SWP - Systematic Withdrawal Plan

What Is SWP (Systematic Withdrawal Plan)?

Every individual has different financial needs. Hence, every investor has a unique investment plan. While some investors prefer investing in a lump sum, some others like to stagger their investments and use a systematic investment plan (SIP). While some investors seek capital growth, some others want regular income from their investments. There are many tools and facilities extended by fund houses to meet the expectations of different types of investors. One such facility is a Systematic Withdrawal Plan (SWP). A Systematic Withdrawal Plan or SWP is a facility extended to investors allowing them to withdraw a fixed amount from a mutual fund scheme regularly. You can choose the amount and frequency of withdrawal, and you can also choose to just withdraw the gains on your investment keeping your invested capital intact.

Key Features of SWP

Regular Redemption

It is a facility to redeem units regularly from your mutual fund portfolio at predetermined intervals.

Flexible Frequency

You can choose the frequency of withdrawals - monthly, quarterly, or as per your convenience.

Withdrawal Options

You can either withdraw a fixed amount or only the capital appreciation, keeping your principal intact.

Regular Income

It is ideal for investors seeking regular income from their investments without liquidating entire holdings.

Benefits of Systematic Withdrawal Plan (SWP)

Tax Benefits

As an investor, if you desire regular income from your investments, you can either opt for the Dividend option or an SWP. When fund houses distribute dividends, they deduct Dividend Distribution Tax (DDT) at 10% at source.
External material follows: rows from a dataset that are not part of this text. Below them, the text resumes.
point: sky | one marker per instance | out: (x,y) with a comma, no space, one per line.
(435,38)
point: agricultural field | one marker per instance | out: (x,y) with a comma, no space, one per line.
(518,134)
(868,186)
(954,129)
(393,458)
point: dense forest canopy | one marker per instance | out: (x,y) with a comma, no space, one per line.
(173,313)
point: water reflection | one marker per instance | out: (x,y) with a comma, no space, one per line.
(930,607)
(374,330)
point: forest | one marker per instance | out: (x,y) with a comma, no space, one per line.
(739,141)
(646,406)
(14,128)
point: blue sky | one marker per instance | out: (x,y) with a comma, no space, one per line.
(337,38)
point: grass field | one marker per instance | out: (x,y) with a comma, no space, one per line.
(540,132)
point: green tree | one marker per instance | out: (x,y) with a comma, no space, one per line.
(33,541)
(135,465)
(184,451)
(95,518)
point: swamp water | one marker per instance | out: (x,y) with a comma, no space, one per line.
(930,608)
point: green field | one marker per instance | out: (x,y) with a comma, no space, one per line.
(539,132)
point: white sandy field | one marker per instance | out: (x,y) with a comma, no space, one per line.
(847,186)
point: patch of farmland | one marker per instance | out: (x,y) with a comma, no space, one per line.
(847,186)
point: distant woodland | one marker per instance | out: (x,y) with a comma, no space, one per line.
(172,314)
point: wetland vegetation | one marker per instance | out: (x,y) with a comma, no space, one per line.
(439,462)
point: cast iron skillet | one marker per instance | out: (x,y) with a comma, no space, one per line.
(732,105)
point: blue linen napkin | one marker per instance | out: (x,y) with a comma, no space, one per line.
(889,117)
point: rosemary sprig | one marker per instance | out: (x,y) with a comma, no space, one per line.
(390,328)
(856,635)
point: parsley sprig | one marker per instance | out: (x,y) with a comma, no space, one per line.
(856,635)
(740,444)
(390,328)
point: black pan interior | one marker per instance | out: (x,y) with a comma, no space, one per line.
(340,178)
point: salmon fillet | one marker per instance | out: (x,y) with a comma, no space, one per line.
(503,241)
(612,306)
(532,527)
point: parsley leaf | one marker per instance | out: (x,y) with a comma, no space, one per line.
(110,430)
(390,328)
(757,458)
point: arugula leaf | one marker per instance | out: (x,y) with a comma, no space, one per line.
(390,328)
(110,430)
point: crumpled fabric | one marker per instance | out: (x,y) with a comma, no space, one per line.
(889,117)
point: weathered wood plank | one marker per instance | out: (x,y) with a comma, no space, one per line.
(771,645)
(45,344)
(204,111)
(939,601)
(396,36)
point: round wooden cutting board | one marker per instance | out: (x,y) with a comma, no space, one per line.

With SWP, there is no tax deducted at source, but capital gains tax applies based on scheme type and withdrawal amount.

Rupee Cost Averaging

When you opt for an SWP, a certain number of units are redeemed regularly. During high markets, fewer units are redeemed for a fixed amount, while during low markets, more units are redeemed. This averages your returns and protects you from potential losses that could arise if you sell all units during a bear market.

Ideal in Bull Run

While most investments offer great returns in a bull run, if you have opted for an SWP and your annual withdrawal amount is lesser than the returns generated by the scheme, then your investment will last much longer. Also, by withdrawing the gains offered by the bullish phase, you can pocket the profits while maintaining your investment.

Investment Discipline

Like a SIP helps you learn the disciplined approach to investing, an SWP helps you steer clear of withdrawing large amounts due to panic if the markets correct themselves. It creates a systematic approach to withdrawals, ensuring you don't make emotional decisions during market volatility.

Capital Gains Tax on SWP

Fund Type Holding Period Tax Rate Notes
Equity Funds Less than 1 year 15% Short-term capital gains tax
Equity Funds 1 year or more 10% (above ₹1 lakh) Long-term capital gains, first ₹1 lakh tax-free
Debt Funds Less than 3 years As per tax slab Short-term capital gains, added to income
Debt Funds 3 years or more 20% after Indexation Long-term capital gains with indexation benefit

Effective Uses of SWP

Secondary Income

In today's times, an additional source of income is needed to tide over the rising cost of living. Investing in Mutual Funds and withdrawing via an SWP is a great way to create a regular source of secondary income without liquidating your entire investment.

Create Your Own Pension

Regardless of whether you have a pension plan or not, you can create a corpus around 5 years before retirement and invest it in a mutual fund scheme according to your risk tolerance. Once you retire, you can start an SWP and create your own pension.

Protect Your Capital

If you are highly averse to taking risks, you can initially invest in Arbitrage Mutual Fund Schemes which offer assured returns with near-zero risk. You can opt for the dividend option and invest the dividend in a debt scheme using a SIP. Eventually, you can start an SWP and earn regular income without risking your capital.

Final Thoughts

As you can see, a Systematic Withdrawal Plan is a good tool to have in your toolbox. Whether you are a newbie or an experienced investor, an SWP can be used effectively to achieve your financial goals. It offers tax benefits, rupee cost averaging, and helps maintain investment discipline. Keep this tool in mind while creating your financial plan, especially if you need regular income from your investments. SWP allows you to withdraw systematically while keeping your investment growing, making it an ideal solution for retirement planning and creating secondary income sources.